The Public Land Survey System is a way of subdividing and describing the land. All land in the USA that is part of the public domain is subject to being divided into the rectangular system used by the Public Land Survey System.
It was first devised by the Land Ordinance in 1785 and has seen slight modifications and amendments over the years. The first surveys were completed in the state of Ohio in the Seven Ranges area.
The first ever point on the Public Land Survey System is marked as a U.S. National Historic Landmark and is situated on the border of Ohio and Pennsylvania near the town of Glasgow.
How the Public Land Survey System Works
The Public Land Survey System divides portions of land into 6-mile-square townships, which equates to the same level of detail included in the U.S. National Atlas. Each township is then divided into 36 one-mile-square sections. In some cases these will be further divided into quarter sections and more.
On the corner of most sections, a permanent monument or market has been placed. In the past these would have been less-permanent markers such as wooden posts or piles of rocks, whereas now they are usually marked by inscribed tablets based either on iron or concrete.
In some respects the Public Land Survey System actually consists of several smaller surveys that make the one larger one.
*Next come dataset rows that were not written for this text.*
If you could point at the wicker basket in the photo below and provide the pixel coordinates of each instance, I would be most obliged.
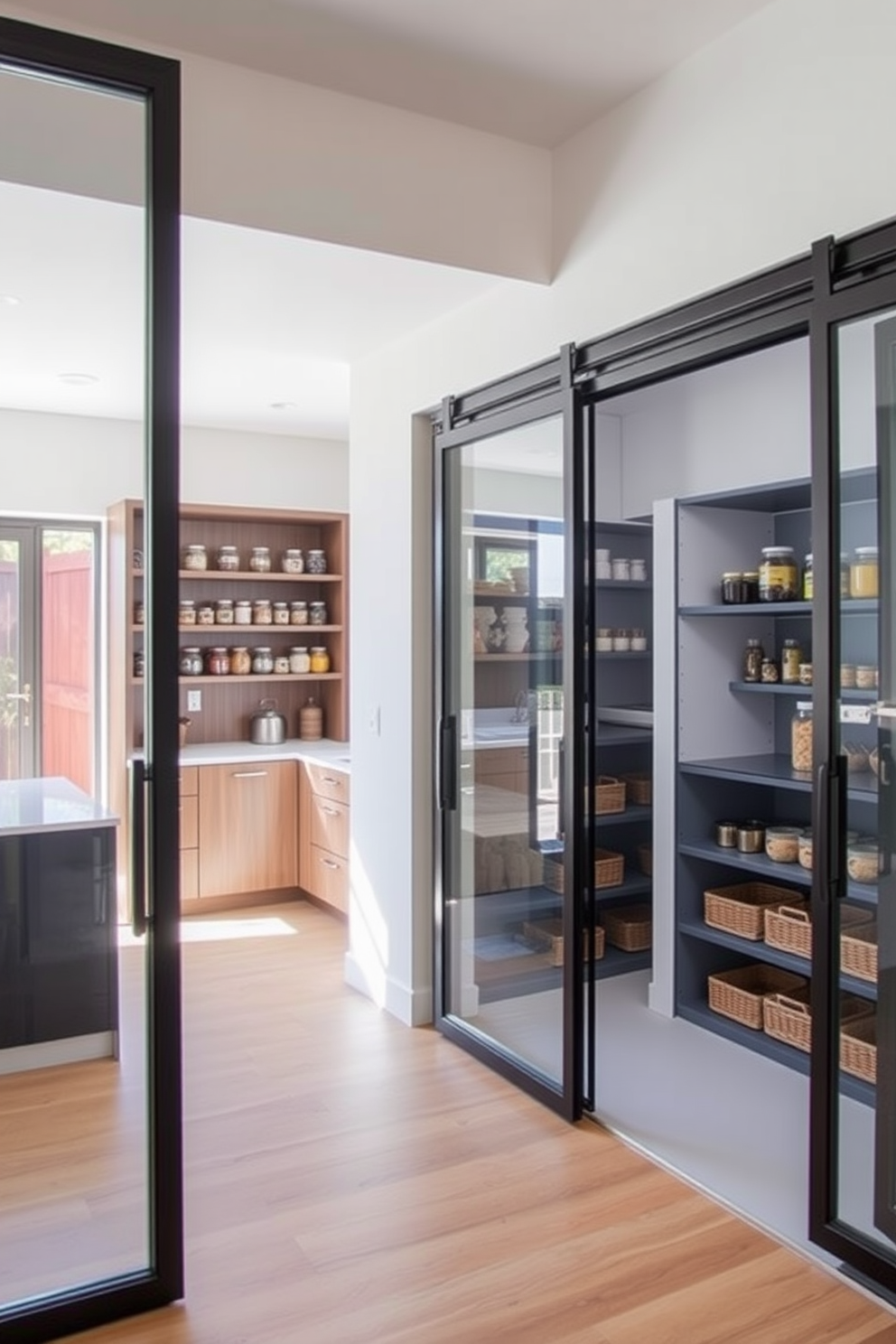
(859, 950)
(629, 928)
(859, 1049)
(547, 936)
(739, 909)
(739, 994)
(609, 795)
(639, 789)
(609, 868)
Usually Public Land Survey System surveys start at an initial point and then townships are surveyed to the north, south, east and west from that initial point. The north-south line that runs through the initial point is called the Principal Meridian. There are 37 different principle meridians each with a different name. The perpendicular line that runs east-west of the initial point is called the base line.
Public Land Survey Systems in the USA
The Public Land Survey System is used across the majority of the USA, however there are exceptions - and not all states have always used the system.
Most notably, Hawaii and Texas do not use the Public Land Survey System. In some cases, small parts of states do not use the system - such as the Cherokee lands in Georgia where they used a slightly different survey method. Many parts of New Mexico also do not use the Public Land Survey System. In unsettled parts of Maine - they use a variant of the Public Land Survey System.
California didn't use the Public Land Survey System until it achieved statehood in 1850. Prior to that it had surveyed only the boundaries of Spanish land grants.
Benefits of Public Land Survey System
The principal purpose of the Public Land Survey System was to make map making and reading much simpler for both Americans and those from overseas.
The Public Land Survey System has also come in very handy when it comes to urban development. Many towns and cities across the USA have designed their road grids along section boundaries with one-mile long blocks to coordinate with the Public Land Survey System layout.
All Americans have access to the Public Land Survey System database via the government website. You can use this data to create your own maps as well as for research purposes.
For those that use GIS programs, you can benefit from the coordinates and data that are provided on the Public Land Survey System website.